Die Linke wurde gegründet, um sich für die einzusetzen, die es schwer haben. Ihre Programmziele sind sozialer Ausgleich, Chancengleichheit, Frieden und Abrüstung. Laut ihrem Wahlprogramm lehnt sie Wirtschaftssanktionen ab, weil sie in der Regel nicht den Machthabern, sondern der Bevölkerung schaden - im Falle der Russlandsanktionen vor allem der Bevölkerung in Deutschland.
Ihr Ehemann, der frühere SPD- und Linkspartei-Chef Oskar Lafontaine, hat 2007 die SPD verlassen und die Linke mitbegründet. Sehen Sie sich in dieser Tradition?

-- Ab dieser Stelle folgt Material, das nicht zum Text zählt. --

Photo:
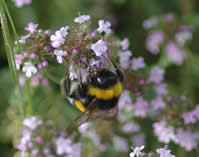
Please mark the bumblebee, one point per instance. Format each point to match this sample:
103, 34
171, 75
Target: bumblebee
97, 98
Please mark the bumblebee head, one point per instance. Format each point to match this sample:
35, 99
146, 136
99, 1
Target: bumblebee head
103, 78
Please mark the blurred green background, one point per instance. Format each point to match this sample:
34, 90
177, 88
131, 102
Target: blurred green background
126, 16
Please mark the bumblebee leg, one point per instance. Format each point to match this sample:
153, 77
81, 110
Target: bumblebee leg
67, 85
82, 90
118, 71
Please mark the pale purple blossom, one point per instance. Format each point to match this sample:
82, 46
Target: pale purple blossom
63, 146
149, 23
161, 89
18, 60
58, 38
154, 39
182, 37
136, 151
163, 132
31, 27
21, 79
31, 122
35, 80
124, 100
140, 107
81, 19
76, 150
189, 117
163, 152
196, 112
131, 126
21, 3
169, 17
59, 54
100, 48
187, 139
156, 75
138, 140
29, 69
73, 73
158, 103
120, 144
22, 39
33, 56
137, 63
104, 26
125, 58
124, 44
26, 137
175, 53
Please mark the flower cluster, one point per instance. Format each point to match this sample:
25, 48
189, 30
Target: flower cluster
21, 3
32, 55
42, 139
78, 48
167, 37
161, 152
186, 137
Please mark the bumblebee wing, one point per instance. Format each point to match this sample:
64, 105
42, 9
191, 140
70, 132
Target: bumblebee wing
84, 117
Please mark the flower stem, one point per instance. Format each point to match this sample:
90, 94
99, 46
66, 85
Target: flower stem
8, 45
10, 53
10, 19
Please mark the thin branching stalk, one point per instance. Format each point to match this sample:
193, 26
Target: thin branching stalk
8, 45
10, 54
10, 19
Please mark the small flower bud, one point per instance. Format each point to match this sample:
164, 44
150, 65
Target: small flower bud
75, 51
33, 56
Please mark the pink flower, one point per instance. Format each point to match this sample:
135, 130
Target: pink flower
100, 48
21, 80
175, 53
124, 100
18, 60
104, 26
125, 59
124, 44
187, 139
163, 132
149, 23
136, 151
158, 103
169, 17
63, 146
58, 38
76, 150
137, 63
29, 69
131, 126
182, 37
31, 27
81, 19
196, 112
21, 3
140, 107
59, 54
189, 117
156, 75
164, 152
161, 89
31, 122
138, 140
120, 144
154, 39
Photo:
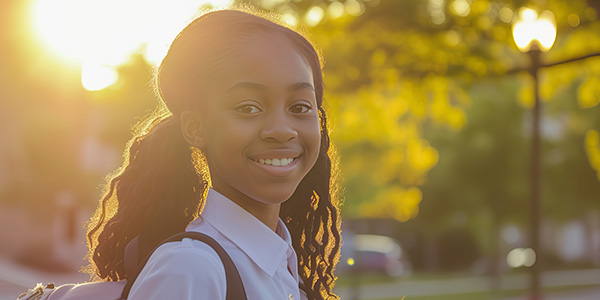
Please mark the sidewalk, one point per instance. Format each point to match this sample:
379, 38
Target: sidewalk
15, 278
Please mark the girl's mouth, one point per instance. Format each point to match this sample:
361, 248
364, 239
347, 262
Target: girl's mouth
275, 161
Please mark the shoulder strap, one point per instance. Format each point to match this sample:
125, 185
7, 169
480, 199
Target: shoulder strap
235, 287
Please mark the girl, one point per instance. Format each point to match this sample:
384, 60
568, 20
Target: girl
244, 140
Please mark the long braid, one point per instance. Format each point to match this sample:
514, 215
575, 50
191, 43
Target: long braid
312, 217
157, 191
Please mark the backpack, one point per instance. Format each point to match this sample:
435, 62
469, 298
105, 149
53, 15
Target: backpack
119, 290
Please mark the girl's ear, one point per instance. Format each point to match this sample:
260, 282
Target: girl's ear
191, 128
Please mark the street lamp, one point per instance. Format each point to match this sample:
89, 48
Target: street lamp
534, 34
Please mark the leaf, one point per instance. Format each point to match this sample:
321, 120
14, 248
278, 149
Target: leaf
588, 94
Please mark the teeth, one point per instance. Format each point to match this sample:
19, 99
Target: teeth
276, 161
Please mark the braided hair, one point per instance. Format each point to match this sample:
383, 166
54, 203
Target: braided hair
162, 183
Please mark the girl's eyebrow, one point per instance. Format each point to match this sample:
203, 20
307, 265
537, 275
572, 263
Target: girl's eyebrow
259, 87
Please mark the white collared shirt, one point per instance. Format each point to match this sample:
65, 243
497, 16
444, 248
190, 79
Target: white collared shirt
192, 270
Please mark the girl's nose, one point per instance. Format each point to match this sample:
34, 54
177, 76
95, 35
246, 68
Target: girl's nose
278, 127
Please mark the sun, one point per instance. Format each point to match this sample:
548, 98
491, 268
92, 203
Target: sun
101, 35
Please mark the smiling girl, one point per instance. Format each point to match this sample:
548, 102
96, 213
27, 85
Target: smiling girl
243, 140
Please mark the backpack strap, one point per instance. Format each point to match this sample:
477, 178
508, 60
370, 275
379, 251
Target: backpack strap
235, 287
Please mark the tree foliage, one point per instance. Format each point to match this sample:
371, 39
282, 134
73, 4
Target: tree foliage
399, 70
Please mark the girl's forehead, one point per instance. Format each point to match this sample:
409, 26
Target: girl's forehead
264, 58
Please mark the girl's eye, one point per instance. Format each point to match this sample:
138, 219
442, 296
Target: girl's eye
300, 108
248, 109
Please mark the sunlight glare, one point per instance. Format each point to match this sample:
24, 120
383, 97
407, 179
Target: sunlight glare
314, 16
95, 77
110, 31
530, 29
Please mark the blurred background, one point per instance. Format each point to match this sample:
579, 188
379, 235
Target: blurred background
468, 134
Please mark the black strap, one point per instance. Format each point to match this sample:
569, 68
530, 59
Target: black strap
235, 287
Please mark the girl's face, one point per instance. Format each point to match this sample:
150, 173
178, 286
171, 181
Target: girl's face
260, 127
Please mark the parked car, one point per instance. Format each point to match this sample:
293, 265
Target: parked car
373, 253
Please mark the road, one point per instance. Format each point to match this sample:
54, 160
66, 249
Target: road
477, 284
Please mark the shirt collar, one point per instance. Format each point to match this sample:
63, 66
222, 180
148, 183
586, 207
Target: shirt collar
263, 246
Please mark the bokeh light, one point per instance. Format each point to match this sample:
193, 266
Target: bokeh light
521, 257
101, 35
531, 29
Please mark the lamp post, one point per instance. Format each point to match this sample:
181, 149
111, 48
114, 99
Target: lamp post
533, 35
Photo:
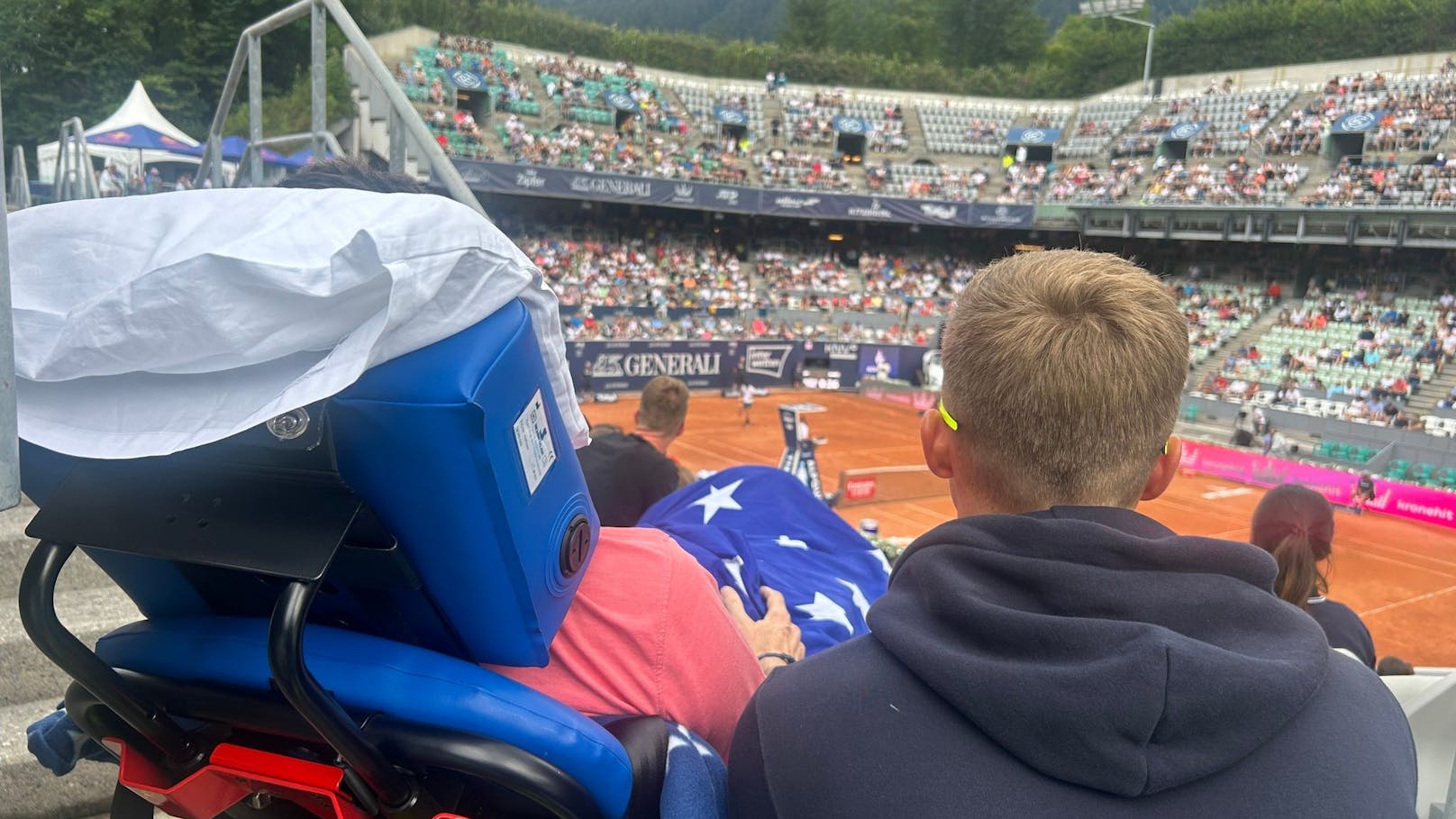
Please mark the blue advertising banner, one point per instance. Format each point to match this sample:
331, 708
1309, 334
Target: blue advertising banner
629, 365
621, 101
811, 205
536, 181
560, 182
1020, 217
1034, 136
626, 366
465, 80
1357, 123
766, 363
732, 117
1183, 132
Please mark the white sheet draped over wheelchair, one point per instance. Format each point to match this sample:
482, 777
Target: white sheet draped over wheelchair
155, 323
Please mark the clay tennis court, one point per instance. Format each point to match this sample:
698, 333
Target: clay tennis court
1399, 576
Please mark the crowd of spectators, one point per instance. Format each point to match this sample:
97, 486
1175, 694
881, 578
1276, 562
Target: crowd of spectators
1084, 182
1363, 359
682, 289
928, 181
1238, 182
803, 169
1382, 181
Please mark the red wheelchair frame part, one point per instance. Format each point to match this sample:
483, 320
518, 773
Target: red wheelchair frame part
233, 773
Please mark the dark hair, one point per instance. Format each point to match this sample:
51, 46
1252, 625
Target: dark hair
1394, 666
1295, 525
664, 405
352, 175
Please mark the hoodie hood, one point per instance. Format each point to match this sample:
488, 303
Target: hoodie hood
1101, 649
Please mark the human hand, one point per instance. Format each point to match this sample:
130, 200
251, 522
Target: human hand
773, 634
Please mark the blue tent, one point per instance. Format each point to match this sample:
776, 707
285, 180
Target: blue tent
233, 149
139, 137
305, 156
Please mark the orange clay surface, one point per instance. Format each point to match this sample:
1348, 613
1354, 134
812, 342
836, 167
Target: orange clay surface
1399, 576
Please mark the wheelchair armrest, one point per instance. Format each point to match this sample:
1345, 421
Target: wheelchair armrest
645, 742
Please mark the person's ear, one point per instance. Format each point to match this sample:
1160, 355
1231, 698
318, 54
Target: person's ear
938, 445
1163, 469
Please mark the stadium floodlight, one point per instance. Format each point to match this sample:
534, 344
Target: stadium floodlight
1118, 11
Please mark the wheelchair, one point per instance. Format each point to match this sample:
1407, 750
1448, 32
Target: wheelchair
319, 594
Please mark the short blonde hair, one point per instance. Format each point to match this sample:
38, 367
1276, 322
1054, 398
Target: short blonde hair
664, 405
1065, 372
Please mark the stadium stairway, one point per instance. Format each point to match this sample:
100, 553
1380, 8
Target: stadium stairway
1248, 334
1430, 394
773, 110
915, 132
551, 113
89, 605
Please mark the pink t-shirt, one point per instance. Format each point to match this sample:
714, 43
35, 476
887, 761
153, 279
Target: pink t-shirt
648, 634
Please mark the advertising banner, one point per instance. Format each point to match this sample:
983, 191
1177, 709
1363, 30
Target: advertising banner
1034, 136
1183, 132
538, 181
1391, 497
626, 366
560, 182
1357, 123
921, 399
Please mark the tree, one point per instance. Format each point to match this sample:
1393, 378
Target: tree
985, 32
805, 23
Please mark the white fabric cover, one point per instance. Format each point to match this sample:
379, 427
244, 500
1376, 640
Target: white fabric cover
146, 325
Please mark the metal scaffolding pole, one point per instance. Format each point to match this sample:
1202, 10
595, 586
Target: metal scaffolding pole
9, 441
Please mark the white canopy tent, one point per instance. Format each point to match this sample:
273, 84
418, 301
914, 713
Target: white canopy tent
137, 110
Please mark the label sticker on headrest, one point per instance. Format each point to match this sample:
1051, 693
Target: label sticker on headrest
533, 441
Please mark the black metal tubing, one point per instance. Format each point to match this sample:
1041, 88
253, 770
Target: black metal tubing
63, 649
319, 708
487, 760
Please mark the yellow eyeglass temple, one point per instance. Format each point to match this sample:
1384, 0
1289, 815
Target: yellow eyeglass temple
947, 417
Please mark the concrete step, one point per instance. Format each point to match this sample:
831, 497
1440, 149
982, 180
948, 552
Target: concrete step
89, 605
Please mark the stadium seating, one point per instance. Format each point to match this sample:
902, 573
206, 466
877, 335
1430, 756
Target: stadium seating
701, 99
929, 181
1233, 118
1097, 124
1082, 181
978, 130
1233, 184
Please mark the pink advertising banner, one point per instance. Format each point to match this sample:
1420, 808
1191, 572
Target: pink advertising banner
1391, 497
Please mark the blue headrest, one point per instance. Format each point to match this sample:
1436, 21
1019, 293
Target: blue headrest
462, 453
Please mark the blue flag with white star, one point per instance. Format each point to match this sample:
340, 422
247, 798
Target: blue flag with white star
753, 526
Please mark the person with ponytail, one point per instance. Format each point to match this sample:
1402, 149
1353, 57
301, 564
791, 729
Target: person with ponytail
1297, 525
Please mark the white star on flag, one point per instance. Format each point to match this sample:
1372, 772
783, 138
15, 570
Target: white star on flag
718, 497
883, 560
789, 542
824, 608
734, 566
857, 596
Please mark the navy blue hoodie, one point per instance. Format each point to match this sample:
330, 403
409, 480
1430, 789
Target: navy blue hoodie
1077, 662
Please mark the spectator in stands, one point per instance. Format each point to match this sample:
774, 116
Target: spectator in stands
1297, 525
1054, 653
626, 472
647, 632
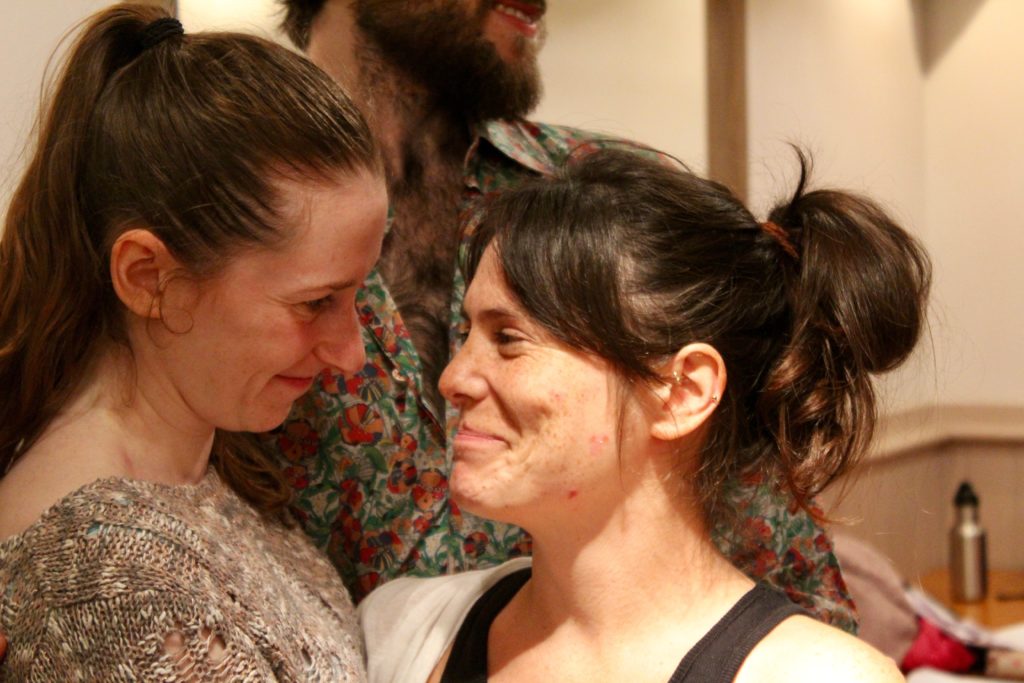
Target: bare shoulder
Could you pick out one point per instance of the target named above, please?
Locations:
(41, 478)
(803, 649)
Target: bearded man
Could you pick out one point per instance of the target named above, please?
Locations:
(446, 84)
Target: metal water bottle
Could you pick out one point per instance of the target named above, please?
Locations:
(968, 564)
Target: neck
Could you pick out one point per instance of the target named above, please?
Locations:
(415, 131)
(647, 565)
(135, 424)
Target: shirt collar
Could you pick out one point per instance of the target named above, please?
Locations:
(517, 139)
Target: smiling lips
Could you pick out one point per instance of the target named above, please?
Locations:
(524, 15)
(297, 383)
(469, 436)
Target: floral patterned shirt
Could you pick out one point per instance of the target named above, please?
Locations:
(369, 459)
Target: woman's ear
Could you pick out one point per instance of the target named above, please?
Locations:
(140, 263)
(694, 384)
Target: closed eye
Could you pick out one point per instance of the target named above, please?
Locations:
(316, 305)
(504, 337)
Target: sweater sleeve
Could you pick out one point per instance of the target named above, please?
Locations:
(109, 593)
(138, 632)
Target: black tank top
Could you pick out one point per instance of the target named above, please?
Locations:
(715, 658)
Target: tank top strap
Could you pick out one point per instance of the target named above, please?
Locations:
(721, 652)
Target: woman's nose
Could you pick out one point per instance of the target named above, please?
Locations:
(462, 380)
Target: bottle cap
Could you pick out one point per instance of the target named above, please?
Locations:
(966, 496)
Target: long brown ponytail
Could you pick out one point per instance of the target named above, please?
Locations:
(183, 136)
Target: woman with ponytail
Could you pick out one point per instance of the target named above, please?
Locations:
(177, 264)
(638, 344)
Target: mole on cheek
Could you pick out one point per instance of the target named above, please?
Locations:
(597, 443)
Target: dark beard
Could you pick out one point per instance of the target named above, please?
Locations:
(444, 49)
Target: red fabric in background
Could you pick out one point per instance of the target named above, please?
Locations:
(934, 648)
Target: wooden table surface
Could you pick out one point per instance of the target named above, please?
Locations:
(1003, 605)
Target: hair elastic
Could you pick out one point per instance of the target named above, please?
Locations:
(160, 30)
(778, 235)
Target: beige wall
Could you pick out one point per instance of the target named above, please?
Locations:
(30, 31)
(843, 80)
(919, 103)
(975, 188)
(634, 69)
(903, 505)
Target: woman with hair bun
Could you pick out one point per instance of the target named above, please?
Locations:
(178, 263)
(637, 342)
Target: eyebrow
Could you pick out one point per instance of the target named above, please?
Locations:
(497, 313)
(335, 287)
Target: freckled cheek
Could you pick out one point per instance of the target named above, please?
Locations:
(599, 444)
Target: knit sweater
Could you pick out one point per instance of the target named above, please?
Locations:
(132, 581)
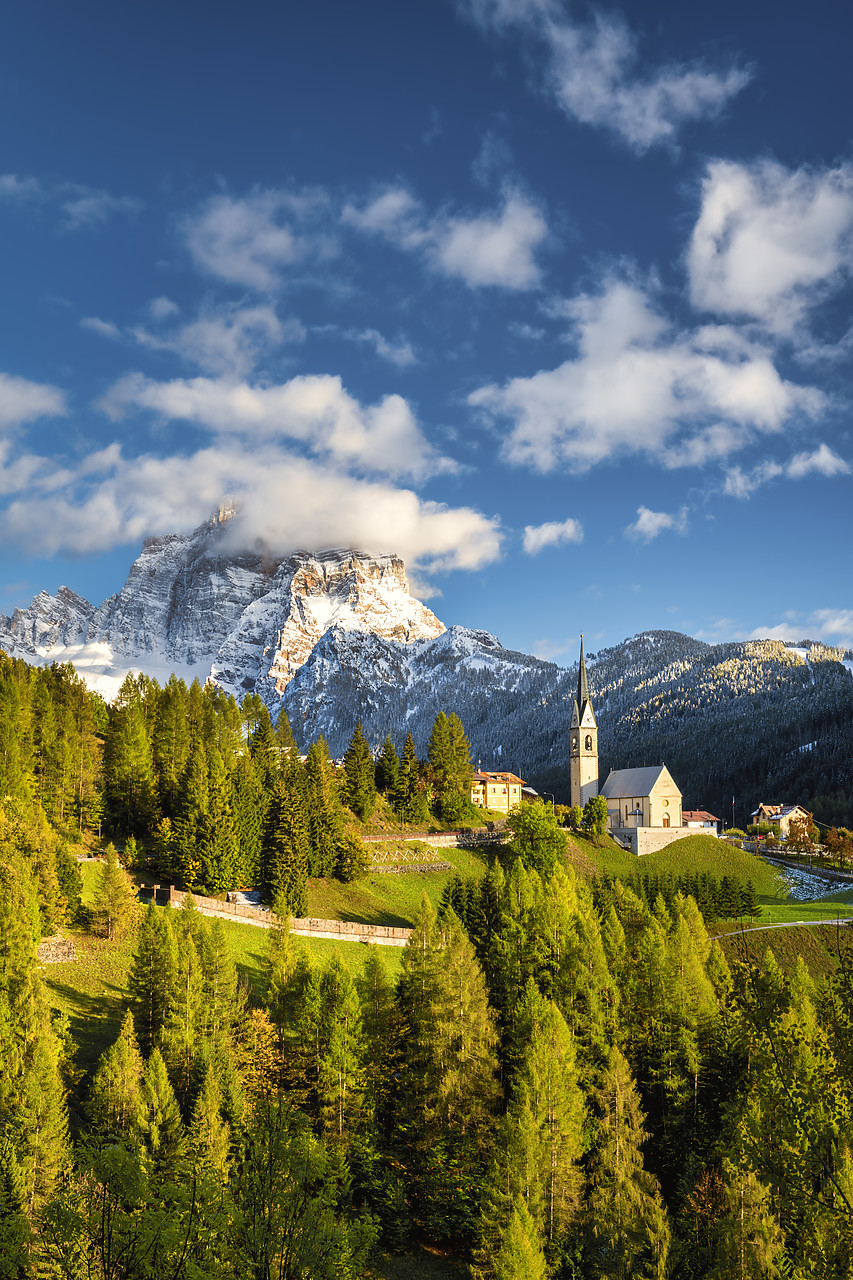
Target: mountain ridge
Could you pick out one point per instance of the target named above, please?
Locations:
(332, 638)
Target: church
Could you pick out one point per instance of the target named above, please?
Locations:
(643, 805)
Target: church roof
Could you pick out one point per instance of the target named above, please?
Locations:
(633, 782)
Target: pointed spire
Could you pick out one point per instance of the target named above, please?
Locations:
(583, 688)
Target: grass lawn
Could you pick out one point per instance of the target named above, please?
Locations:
(819, 946)
(423, 1265)
(92, 988)
(377, 899)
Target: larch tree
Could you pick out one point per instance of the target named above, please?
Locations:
(628, 1233)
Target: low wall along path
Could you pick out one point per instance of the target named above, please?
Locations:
(338, 931)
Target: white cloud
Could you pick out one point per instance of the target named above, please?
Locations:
(286, 502)
(552, 534)
(770, 241)
(637, 387)
(314, 410)
(495, 248)
(820, 461)
(82, 206)
(160, 309)
(103, 328)
(400, 353)
(250, 241)
(87, 208)
(831, 626)
(649, 524)
(226, 339)
(592, 72)
(22, 401)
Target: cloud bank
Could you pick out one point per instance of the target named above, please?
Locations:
(592, 72)
(637, 385)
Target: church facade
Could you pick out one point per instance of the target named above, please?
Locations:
(643, 805)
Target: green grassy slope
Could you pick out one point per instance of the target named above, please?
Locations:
(382, 899)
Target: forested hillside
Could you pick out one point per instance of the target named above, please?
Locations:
(566, 1080)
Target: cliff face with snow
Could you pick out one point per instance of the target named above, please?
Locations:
(245, 621)
(333, 638)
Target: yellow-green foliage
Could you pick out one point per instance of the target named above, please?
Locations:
(388, 899)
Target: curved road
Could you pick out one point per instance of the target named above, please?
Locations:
(788, 924)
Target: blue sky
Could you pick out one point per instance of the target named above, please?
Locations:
(552, 300)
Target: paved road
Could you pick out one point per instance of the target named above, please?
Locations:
(788, 924)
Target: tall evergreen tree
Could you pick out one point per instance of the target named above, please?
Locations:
(360, 777)
(628, 1228)
(287, 854)
(160, 1124)
(114, 897)
(153, 976)
(324, 812)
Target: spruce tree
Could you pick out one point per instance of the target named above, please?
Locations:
(341, 1078)
(114, 1100)
(208, 1137)
(114, 899)
(153, 976)
(360, 777)
(411, 801)
(324, 812)
(387, 771)
(628, 1229)
(287, 854)
(520, 1256)
(160, 1124)
(14, 1225)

Es ist immer besser, wenn man gemeinsam mit seiner Partei für eine vernünftige Politik streiten kann. Die Gründung der Linken wurde notwendig, weil die SPD mit der Agenda 2010 und den Rentenkürzungen ihren sozialen Anspruch aufgegeben hatte. Auch heute haben wir eine Situation, in der viele Menschen sagen: „Eigentlich vertritt mich keine Partei.” Italien zeigt, wohin das führen kann. Wir brauchen dringend eine politische Kraft, die all diejenigen vertritt, die jetzt wütend und verzweifelt sind.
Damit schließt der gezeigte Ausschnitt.